While researching unrelated books and articles, I often uncovered strange articles or incidents buried within old literature. During one of many visits to the Bradford Central Library I came across the following passage in the “Yorkshire Folklore Journal Vol.1”.

Charles Fort wrote about the “Guns of Barisal” – a series of phantom sounds during the 1890s that were thought to be cannon fire, strangely the piece I found discusses a similar incident in 1658 – the Phantom Cannons of Hull.

The article was originally found in “Chamber’s Papers for the People”, a chapter “relating to Yorkshire”.
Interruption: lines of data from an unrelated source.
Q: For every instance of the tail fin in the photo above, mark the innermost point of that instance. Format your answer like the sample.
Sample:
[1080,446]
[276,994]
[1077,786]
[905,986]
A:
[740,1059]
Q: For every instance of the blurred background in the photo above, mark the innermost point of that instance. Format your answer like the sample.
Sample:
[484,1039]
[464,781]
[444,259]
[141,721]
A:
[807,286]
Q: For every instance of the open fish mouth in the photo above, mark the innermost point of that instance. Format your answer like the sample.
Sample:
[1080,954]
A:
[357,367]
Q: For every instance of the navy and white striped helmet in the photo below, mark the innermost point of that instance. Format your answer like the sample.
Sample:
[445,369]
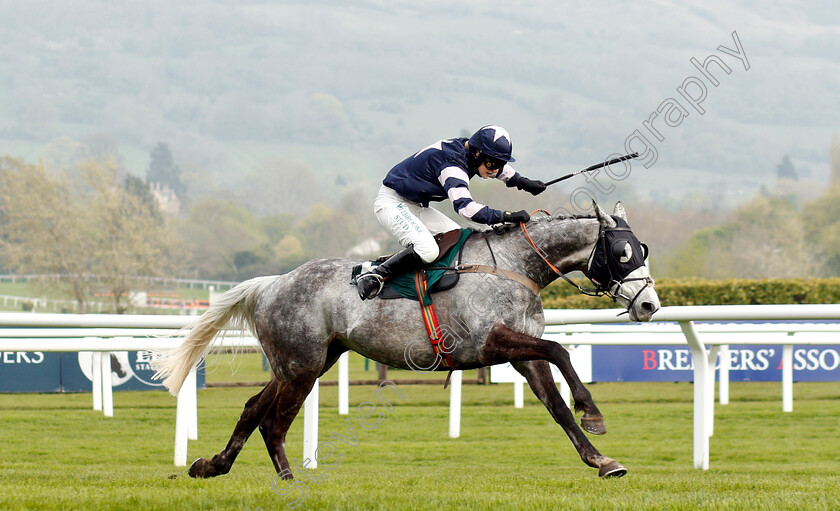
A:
[493,141]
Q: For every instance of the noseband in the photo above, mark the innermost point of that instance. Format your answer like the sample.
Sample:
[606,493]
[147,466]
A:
[607,264]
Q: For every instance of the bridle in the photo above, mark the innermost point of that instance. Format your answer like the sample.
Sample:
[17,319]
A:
[612,285]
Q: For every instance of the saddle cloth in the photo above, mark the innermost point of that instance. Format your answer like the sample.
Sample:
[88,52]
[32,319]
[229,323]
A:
[404,286]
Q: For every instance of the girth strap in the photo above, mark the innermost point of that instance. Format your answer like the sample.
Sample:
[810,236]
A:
[430,320]
[501,272]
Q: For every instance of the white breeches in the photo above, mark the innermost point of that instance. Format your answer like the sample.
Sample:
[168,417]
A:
[410,223]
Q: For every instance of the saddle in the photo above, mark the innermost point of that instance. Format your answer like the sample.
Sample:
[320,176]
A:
[440,273]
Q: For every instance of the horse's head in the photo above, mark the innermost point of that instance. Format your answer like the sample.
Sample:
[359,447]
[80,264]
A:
[618,267]
[604,249]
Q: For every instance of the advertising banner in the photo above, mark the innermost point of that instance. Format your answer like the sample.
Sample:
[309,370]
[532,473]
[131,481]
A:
[746,363]
[72,372]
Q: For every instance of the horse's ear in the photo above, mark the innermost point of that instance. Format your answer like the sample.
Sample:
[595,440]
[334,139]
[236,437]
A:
[603,218]
[619,211]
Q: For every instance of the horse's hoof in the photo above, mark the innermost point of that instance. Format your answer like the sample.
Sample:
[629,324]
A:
[202,467]
[594,425]
[612,469]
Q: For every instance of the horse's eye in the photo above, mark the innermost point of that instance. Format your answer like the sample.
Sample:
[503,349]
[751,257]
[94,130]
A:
[622,251]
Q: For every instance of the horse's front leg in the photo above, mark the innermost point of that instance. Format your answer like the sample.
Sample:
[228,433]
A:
[255,409]
[539,377]
[506,345]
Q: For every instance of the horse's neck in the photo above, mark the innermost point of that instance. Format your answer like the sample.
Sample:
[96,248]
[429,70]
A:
[566,242]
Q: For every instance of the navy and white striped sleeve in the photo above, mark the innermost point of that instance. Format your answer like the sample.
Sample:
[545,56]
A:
[456,184]
[508,175]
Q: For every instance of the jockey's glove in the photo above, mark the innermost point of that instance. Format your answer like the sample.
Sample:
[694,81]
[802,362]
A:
[534,187]
[516,216]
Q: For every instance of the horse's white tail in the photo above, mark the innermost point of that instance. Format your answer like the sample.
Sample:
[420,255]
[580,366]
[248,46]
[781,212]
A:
[234,308]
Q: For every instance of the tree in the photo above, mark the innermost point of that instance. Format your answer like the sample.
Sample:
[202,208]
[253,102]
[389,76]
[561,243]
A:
[821,219]
[162,169]
[219,235]
[786,169]
[130,233]
[762,239]
[43,230]
[101,236]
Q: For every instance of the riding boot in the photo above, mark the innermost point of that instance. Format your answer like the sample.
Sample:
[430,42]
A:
[370,284]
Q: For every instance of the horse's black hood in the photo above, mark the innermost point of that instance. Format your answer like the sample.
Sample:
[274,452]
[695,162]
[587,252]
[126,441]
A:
[617,253]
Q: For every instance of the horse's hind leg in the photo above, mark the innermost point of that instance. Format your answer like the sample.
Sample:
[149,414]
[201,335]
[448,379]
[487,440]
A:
[506,345]
[275,424]
[539,377]
[252,415]
[277,421]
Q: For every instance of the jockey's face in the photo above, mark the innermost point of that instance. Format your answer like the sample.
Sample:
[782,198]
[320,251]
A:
[485,173]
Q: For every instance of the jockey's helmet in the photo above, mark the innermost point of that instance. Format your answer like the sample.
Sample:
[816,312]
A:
[493,141]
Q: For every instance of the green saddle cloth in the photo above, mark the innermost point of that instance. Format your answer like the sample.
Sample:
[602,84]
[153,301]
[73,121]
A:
[404,284]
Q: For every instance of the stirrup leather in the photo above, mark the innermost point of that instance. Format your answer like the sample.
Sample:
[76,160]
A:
[380,281]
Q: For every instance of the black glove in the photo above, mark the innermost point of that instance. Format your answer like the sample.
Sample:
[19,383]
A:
[515,217]
[534,187]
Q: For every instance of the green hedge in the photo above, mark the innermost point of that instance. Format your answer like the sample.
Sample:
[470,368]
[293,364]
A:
[561,295]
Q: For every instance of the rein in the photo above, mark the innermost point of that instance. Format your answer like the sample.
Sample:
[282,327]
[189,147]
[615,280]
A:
[544,257]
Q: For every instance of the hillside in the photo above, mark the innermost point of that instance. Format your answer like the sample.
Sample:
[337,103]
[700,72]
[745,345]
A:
[343,90]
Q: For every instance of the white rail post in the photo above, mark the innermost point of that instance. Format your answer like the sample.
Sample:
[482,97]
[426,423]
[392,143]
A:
[107,389]
[698,355]
[725,364]
[310,428]
[182,428]
[518,391]
[710,390]
[565,392]
[96,379]
[191,389]
[344,384]
[787,377]
[455,404]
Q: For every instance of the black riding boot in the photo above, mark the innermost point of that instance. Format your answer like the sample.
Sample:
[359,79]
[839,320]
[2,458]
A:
[370,284]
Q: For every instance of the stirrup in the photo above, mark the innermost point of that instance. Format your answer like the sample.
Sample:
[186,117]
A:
[374,292]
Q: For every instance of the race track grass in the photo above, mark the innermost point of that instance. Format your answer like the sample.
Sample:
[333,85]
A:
[57,453]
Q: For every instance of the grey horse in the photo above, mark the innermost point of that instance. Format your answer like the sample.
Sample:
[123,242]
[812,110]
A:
[307,318]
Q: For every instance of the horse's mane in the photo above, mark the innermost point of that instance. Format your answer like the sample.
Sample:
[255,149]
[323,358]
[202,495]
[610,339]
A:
[501,230]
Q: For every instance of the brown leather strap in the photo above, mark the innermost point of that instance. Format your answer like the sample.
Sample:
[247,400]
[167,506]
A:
[510,275]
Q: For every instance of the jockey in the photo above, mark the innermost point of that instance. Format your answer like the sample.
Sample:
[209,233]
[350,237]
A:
[439,171]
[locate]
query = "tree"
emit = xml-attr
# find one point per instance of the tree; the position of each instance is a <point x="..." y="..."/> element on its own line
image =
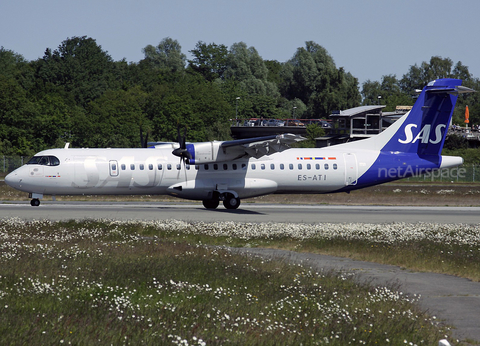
<point x="80" y="67"/>
<point x="118" y="116"/>
<point x="247" y="68"/>
<point x="209" y="60"/>
<point x="9" y="61"/>
<point x="389" y="92"/>
<point x="312" y="77"/>
<point x="166" y="55"/>
<point x="419" y="76"/>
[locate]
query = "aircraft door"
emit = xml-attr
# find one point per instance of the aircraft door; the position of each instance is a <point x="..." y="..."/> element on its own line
<point x="159" y="172"/>
<point x="113" y="168"/>
<point x="351" y="169"/>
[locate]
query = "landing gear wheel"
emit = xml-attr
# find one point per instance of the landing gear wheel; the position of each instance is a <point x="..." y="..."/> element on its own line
<point x="210" y="203"/>
<point x="231" y="202"/>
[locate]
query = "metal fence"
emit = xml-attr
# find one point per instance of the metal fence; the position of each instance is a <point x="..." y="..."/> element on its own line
<point x="462" y="174"/>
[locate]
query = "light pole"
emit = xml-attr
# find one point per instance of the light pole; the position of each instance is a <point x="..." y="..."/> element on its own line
<point x="236" y="110"/>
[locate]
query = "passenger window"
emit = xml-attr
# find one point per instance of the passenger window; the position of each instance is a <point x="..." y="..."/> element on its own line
<point x="54" y="161"/>
<point x="44" y="160"/>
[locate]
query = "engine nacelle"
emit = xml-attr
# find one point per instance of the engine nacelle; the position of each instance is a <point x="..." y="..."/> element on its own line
<point x="210" y="152"/>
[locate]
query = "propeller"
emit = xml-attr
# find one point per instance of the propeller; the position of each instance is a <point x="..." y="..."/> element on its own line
<point x="182" y="151"/>
<point x="144" y="144"/>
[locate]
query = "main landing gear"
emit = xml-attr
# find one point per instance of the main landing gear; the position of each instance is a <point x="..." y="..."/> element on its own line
<point x="229" y="202"/>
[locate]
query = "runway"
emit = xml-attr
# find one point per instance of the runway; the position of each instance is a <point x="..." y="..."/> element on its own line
<point x="451" y="299"/>
<point x="253" y="212"/>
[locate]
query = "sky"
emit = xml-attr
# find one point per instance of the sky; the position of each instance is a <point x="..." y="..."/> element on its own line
<point x="368" y="38"/>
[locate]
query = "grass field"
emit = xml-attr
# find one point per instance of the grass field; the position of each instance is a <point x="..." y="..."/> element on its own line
<point x="114" y="282"/>
<point x="161" y="283"/>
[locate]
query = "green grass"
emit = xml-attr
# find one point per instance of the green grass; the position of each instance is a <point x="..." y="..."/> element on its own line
<point x="105" y="282"/>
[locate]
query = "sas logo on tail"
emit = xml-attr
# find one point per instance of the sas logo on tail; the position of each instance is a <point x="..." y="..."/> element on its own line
<point x="423" y="135"/>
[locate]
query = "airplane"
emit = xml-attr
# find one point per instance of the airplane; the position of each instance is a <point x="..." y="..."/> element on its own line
<point x="229" y="171"/>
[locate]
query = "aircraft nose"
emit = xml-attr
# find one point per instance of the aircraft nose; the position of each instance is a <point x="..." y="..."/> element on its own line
<point x="10" y="179"/>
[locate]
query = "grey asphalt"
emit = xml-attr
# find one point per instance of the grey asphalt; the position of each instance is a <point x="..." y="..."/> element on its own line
<point x="449" y="298"/>
<point x="247" y="212"/>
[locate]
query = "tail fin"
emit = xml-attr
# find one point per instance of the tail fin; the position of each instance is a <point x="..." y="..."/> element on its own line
<point x="424" y="129"/>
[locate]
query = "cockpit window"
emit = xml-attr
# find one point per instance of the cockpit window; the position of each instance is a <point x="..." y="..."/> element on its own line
<point x="44" y="160"/>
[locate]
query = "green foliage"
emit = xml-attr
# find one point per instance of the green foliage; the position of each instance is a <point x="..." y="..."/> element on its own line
<point x="312" y="77"/>
<point x="209" y="60"/>
<point x="166" y="55"/>
<point x="77" y="93"/>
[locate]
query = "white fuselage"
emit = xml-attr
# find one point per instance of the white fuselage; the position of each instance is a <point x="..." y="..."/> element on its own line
<point x="157" y="171"/>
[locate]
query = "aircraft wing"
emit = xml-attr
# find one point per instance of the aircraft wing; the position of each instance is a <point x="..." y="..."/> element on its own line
<point x="260" y="146"/>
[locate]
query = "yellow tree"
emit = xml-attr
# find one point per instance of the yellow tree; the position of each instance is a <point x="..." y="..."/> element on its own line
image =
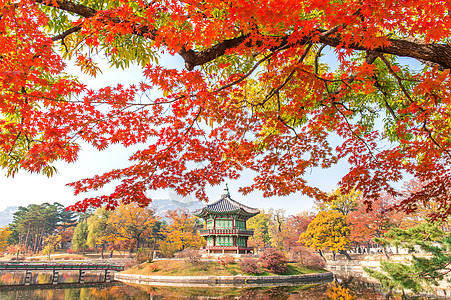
<point x="99" y="233"/>
<point x="51" y="243"/>
<point x="328" y="231"/>
<point x="131" y="224"/>
<point x="4" y="236"/>
<point x="344" y="203"/>
<point x="181" y="233"/>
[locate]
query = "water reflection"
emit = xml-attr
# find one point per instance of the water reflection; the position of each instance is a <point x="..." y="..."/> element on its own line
<point x="347" y="289"/>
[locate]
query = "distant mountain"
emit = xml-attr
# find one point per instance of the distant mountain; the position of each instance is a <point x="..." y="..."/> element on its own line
<point x="6" y="216"/>
<point x="163" y="205"/>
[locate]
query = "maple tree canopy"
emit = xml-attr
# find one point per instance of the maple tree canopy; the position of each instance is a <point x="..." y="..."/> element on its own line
<point x="256" y="93"/>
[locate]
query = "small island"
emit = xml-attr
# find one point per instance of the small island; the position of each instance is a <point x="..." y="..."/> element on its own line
<point x="223" y="271"/>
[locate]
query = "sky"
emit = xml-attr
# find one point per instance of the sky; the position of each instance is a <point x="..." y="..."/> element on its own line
<point x="25" y="188"/>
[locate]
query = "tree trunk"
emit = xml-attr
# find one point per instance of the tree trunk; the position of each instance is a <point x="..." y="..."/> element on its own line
<point x="321" y="254"/>
<point x="101" y="253"/>
<point x="345" y="253"/>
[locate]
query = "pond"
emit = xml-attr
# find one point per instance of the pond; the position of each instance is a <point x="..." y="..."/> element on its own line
<point x="69" y="289"/>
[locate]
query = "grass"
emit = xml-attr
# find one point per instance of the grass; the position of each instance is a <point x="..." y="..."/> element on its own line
<point x="206" y="268"/>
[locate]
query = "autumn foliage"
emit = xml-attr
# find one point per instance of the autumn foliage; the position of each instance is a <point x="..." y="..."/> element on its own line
<point x="259" y="91"/>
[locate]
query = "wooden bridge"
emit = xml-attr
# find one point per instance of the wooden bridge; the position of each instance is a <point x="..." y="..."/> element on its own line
<point x="56" y="268"/>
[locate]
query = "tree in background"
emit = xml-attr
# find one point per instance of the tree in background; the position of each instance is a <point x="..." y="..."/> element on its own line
<point x="328" y="231"/>
<point x="132" y="224"/>
<point x="257" y="75"/>
<point x="32" y="224"/>
<point x="293" y="228"/>
<point x="343" y="203"/>
<point x="277" y="222"/>
<point x="80" y="237"/>
<point x="181" y="232"/>
<point x="51" y="243"/>
<point x="99" y="233"/>
<point x="4" y="238"/>
<point x="367" y="224"/>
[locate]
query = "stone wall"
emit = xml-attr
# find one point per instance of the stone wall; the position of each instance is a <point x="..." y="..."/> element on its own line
<point x="354" y="268"/>
<point x="224" y="281"/>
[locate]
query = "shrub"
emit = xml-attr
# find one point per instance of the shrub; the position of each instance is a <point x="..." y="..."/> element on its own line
<point x="274" y="260"/>
<point x="249" y="266"/>
<point x="168" y="249"/>
<point x="312" y="260"/>
<point x="191" y="255"/>
<point x="226" y="260"/>
<point x="153" y="268"/>
<point x="144" y="255"/>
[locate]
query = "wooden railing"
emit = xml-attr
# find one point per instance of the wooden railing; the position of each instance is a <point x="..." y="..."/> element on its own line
<point x="225" y="232"/>
<point x="58" y="266"/>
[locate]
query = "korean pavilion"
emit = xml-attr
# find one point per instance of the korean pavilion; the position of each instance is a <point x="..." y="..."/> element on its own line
<point x="225" y="225"/>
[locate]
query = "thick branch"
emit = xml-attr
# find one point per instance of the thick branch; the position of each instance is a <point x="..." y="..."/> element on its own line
<point x="433" y="53"/>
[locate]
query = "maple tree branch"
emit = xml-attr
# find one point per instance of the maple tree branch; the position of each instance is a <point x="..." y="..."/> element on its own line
<point x="435" y="53"/>
<point x="428" y="131"/>
<point x="398" y="79"/>
<point x="66" y="33"/>
<point x="245" y="75"/>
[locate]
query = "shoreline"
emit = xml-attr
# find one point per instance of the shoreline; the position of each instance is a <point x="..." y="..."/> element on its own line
<point x="225" y="281"/>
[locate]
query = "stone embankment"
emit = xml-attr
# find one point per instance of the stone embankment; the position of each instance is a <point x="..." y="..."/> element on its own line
<point x="354" y="268"/>
<point x="225" y="281"/>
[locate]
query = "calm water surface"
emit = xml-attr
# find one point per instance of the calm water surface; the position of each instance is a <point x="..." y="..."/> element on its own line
<point x="68" y="289"/>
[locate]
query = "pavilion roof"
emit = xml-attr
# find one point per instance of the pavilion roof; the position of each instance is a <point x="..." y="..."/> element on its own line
<point x="226" y="205"/>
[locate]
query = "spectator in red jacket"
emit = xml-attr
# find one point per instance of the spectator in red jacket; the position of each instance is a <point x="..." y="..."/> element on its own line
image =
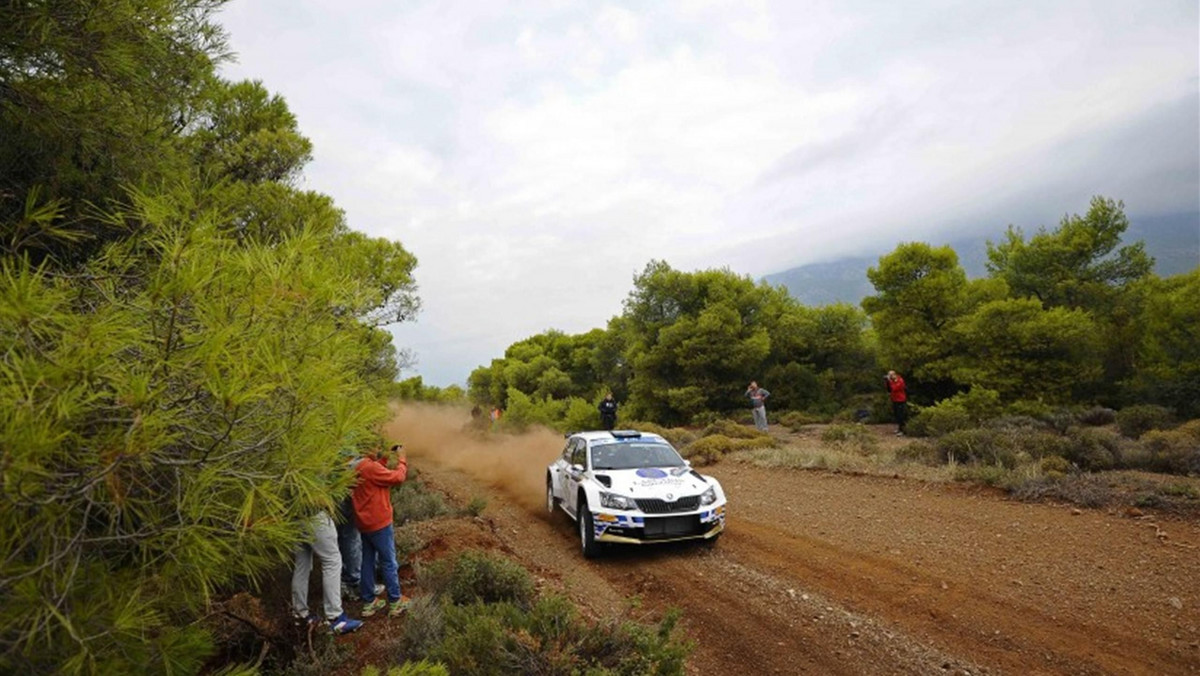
<point x="899" y="400"/>
<point x="373" y="516"/>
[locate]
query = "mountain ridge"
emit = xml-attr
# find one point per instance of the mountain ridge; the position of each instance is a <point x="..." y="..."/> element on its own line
<point x="1173" y="240"/>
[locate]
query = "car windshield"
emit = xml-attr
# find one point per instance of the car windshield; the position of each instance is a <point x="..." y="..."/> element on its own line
<point x="631" y="455"/>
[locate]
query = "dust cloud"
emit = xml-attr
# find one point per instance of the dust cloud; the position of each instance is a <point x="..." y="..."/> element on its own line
<point x="511" y="464"/>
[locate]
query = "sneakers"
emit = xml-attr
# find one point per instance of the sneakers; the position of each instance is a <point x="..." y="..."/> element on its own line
<point x="343" y="624"/>
<point x="378" y="604"/>
<point x="397" y="608"/>
<point x="352" y="591"/>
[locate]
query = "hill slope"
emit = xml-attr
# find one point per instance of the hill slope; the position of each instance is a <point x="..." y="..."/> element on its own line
<point x="1174" y="241"/>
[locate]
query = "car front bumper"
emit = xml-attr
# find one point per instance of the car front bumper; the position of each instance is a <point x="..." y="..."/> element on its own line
<point x="643" y="528"/>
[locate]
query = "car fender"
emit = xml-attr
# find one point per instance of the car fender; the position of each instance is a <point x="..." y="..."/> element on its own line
<point x="592" y="491"/>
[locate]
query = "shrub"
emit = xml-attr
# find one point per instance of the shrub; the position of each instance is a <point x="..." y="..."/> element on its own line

“The true relation of a strange and very wonderful thing that was heard in the air October 12th, 1658, by hundreds of people:

Now I come to relate the matter, the which was thus:

Upon the 12th day of October, in the afternoon, there was heard by some hundreds of people in Holderness, Hedon, and about Hull, and several other places in Yorkshire first, three great pieces of ordnance or cannons discharged in the air one after another, very terrible to hear, and afterwards immediately followed a peal of muskets. This shooting off of muskets continued about an half-quarter of an hour, drums beating all the while in the manner just as if two armies had been engaged. Such as heard the aforesaid cannons, muskets, and drums, do report that the sound was from the north-east quarter, and, to their thinking not far from the place where they stood.

Two men being together about six miles from Hull in Holderness, near Humber-side, supposed it was directly over Hull; whereupon one said to the other, “It being the sheriff’s riding-day at Hull, this peal of muskets must be there; and see (quoth he) how the smoke riseth !” Now the reason why he mentioned the smoke was, because no sooner was this noise finished over Hull, but (as it happeneth after the discharge of guns) there arose a very great smoke or thick mist round about the town, although immediately before (the day being very clear day, and the sun shining all the while bright) he saw the town very perfectly.

One thing more was observed by him who saw the smoke over Hull; that all the while this prodigious noise continued (which was as he supposed, about the eighth part of an hour), the face of the sky (as in the eclipse of the sun) waxed very dim; yea, such tremble and quake under him.

A certain gentleman, who had been some time a major in the war, as he was riding with a friend between the towns of Patterington and Ottringham, was so persuaded that some encounter by soldiers was on the other side of a small hill where they were riding, as that they could not but mount the hill to try the truth, so plainly did the drums beat and the muskets go off, and, to their thinking, so near them, as either it must be a sign from heaven or a real battle hard by.

The country people were struck with such strange wonder and deep terror, that they gave over their labour, and ran home with fear; yea, some poor people gathering coals by the seaside were so frightened that they ran away leaving their sacks behind them. In conclusion: for the space of forty miles this fearful noise of cannons, muskets, and drums was heard all the country over.”